Recent Graduates Make Tracks in Science
“In science,
the most interesting stuff is happening at the interfaces
between disciplines. There’s a blurring of traditional
divisions. Think about nanotechnology, for example—a
combination of chemistry, materials science and physics.
Right now at Apple, I get to work at the intersection of
business, engineering and design.”
Aaron Raphel ’96
Global Supply Manager,
iPod Worldwide Operations,
Apple Computer, Inc.
“Apple is a company that cares a lot about the form
and function of our products,” Aaron says. “On
the form side, we spend a lot of time thinking about the
‘engineering’ of color, gloss, texture, material
and shape.
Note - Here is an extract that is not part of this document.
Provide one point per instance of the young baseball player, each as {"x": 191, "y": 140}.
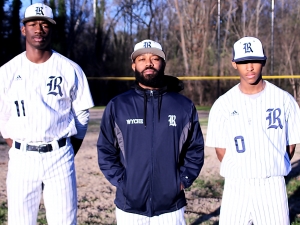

On the function side, we have to control the
mechanical, electrical, thermal and chemical properties
of our products so that they work well for our customers.
Engineers and designers develop all of the detailed specifications.
I’m a member of the operations team, which is responsible
for the tactical execution of the product.”
Aaron’s group—iPod global supply management—works
with the design team to identify best-in-class suppliers,
predominantly in Asia, who manufacture all of the plastic
and metal enclosure parts of the product. The pieces of
Aaron’s puzzle include meeting iPod’s quality,
volume and cost needs.
Aaron enjoys working on the execution side of engineering:
the “glue” between design and manufacturing.
“I’ve always been fascinated by how things worked,”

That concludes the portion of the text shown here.